Resulta inevitable sentir un escalofrío de estupor pensar en todos aquellos textos que debido a la mala fortuna, a la estulticia o a la desidia, se perdieron en las truculencias de la historia y que, seguramente, representan una cantidad muy superior a los que han conseguido perdurar a través del -o a pesar del- paso del tiempo.

Fue Gadamer el que en los años setenta del siglo pasado renovó el concepto de “tradición” como el resultado de todo aquello que es conservado y que forma parte de nuestro acervo cultural. De esta forma, la “tradición” es concebida como historia, en el doble sentido de contenidos recordados y transmitidos (“traditio”), y de proceso de transmisión (“uberheferung”).

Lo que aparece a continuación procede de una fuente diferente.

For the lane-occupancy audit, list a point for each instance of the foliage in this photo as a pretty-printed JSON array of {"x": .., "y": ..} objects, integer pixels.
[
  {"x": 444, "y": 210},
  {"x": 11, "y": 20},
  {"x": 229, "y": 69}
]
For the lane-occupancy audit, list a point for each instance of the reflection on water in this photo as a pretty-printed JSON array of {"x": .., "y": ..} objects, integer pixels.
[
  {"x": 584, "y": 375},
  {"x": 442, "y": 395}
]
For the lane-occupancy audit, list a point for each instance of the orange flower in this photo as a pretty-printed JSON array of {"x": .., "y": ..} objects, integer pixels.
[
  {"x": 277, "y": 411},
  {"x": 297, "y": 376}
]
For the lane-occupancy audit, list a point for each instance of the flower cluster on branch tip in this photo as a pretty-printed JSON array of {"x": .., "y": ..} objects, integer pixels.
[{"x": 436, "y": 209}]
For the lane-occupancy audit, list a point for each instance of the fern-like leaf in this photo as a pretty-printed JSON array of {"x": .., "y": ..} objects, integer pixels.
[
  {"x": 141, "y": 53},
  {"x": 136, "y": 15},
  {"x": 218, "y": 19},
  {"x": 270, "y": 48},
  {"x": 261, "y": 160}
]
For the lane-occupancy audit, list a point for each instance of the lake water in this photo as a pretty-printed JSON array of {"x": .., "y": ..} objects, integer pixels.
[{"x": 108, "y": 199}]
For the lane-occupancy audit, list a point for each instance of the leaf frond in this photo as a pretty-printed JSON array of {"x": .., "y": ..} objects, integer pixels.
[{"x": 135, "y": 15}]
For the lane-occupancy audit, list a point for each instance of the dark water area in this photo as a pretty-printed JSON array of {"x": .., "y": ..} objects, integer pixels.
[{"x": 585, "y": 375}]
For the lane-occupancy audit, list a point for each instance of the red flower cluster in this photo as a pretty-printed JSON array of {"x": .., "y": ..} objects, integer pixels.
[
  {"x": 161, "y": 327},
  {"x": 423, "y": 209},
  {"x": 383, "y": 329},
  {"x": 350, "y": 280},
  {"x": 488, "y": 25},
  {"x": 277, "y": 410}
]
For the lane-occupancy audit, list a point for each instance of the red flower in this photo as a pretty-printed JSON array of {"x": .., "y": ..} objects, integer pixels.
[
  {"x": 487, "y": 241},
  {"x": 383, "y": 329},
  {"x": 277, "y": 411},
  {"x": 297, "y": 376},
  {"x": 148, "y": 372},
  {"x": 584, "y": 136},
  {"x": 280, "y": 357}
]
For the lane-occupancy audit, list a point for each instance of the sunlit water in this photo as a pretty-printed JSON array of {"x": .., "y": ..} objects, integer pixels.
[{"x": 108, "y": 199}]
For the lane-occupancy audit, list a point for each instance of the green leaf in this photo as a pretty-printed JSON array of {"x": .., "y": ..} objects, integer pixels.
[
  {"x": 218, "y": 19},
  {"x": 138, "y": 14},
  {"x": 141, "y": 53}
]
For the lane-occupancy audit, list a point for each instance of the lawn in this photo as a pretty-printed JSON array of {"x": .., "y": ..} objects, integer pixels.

“La tradición es esencialmente conservación, y como tal nunca deja de estar presente en los cambios históricos”, afirma Gadamer, como una forma de expresar que no podemos entendernos a nosotros mismos si no es en la comprensión de la historia en la que estamos inmersos. Existir es siempre formar parte de un proceso que nos engloba y nos supera como seres históricos, como seres que formamos parte de una historia donde la literatura es un elemento fundamental de socialización.

Los textos que no sobreviven al paso del tiempo, que no son capaces de superar las transformaciones que sufre la historia, que no consiguen llegar a nuestras manos, son como hilos que se pierden para siempre del proteico tejido de la tradición. Siempre nos quedará la duda de cómo hubiesen alterado esos textos nuestra forma de ver el mundo.